You can also use this library on the "other side" to validate SDM messages and read their contents. For unencrypted PICC data, do the following:

PiccData picc = new PiccData(uid, readCounter, usesLrp);

If the UID is not mirrored, set it to null. If the readCounter is not mirrored, set it to 0.

For encrypted PICC data, do the following:

PiccData picc = PiccData.decodeFromEncryptedBytes(encryptedBytes, key, usesLrp);

Note that the key for decrypting the PICC data can be a different key from validating the MAC / decrypting the file data. Therefore, you have to set this key with setMacFileKey().
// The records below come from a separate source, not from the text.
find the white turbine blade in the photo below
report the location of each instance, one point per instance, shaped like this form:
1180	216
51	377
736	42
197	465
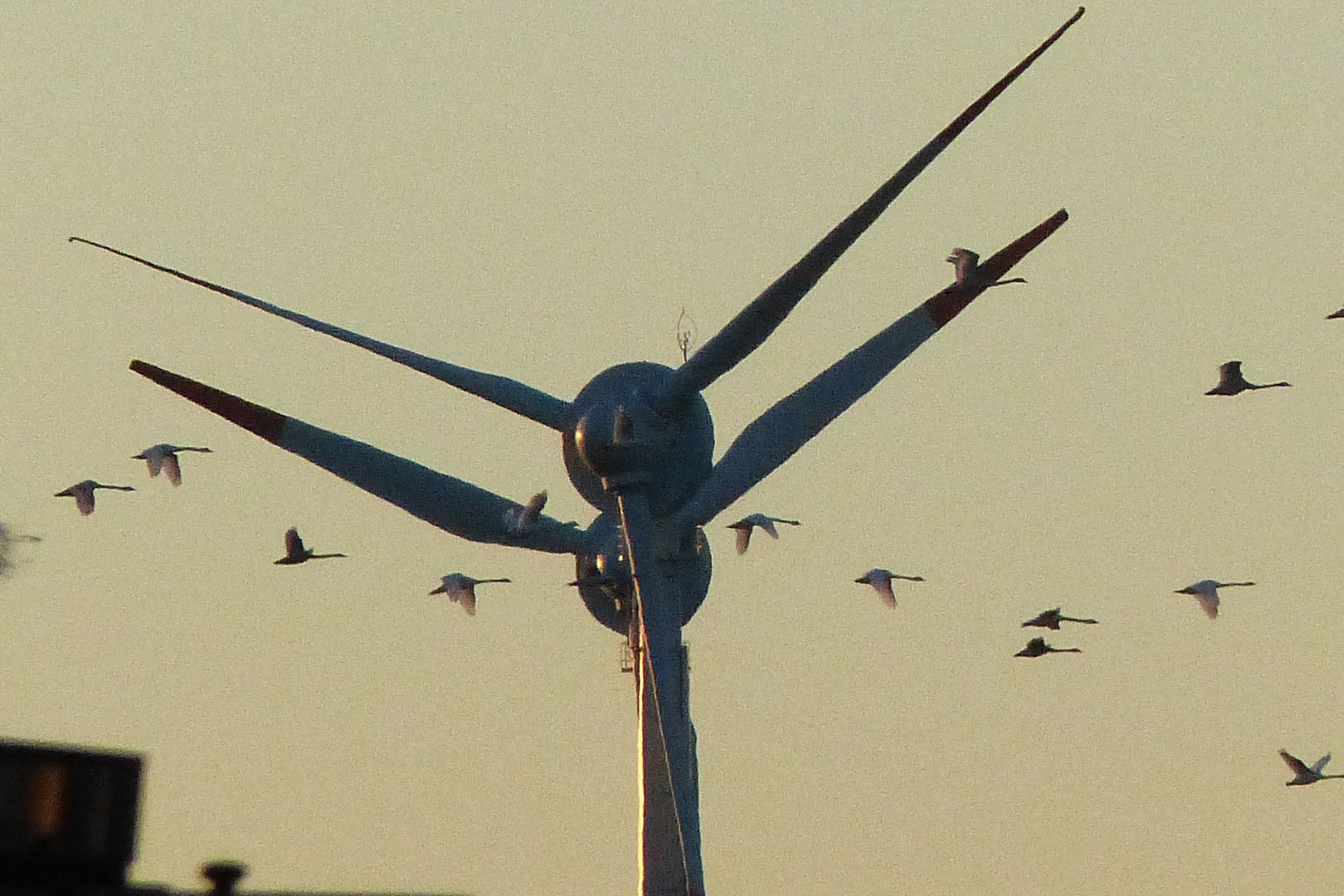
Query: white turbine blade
438	499
777	434
503	391
754	323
Then, you can validate the MAC (use an empty byte array for the message if there isn't one):

picc.setMacFileKey(macFileKey);
picc.performShortMac(new byte[0]); // MAC on PICC-only data
picc.decryptFileData(filedata);

SDM Setups

This section describes some common ways to configure SDM. SDM has a lot of options, so just picking a starting point is sometimes difficult.

Personally, my preferred method is to create an NDEF URL that looks like this: "https://www.example.com/tagread/{UID}{COUNTER}/{MAC}"

Basically, this puts the UID and counter in plaintext. This means that if something is scanning but is not connected to the Internet, it can in fact read the UID off of the card from the URL. But, if you are connected to the Internet, it can do additional validation.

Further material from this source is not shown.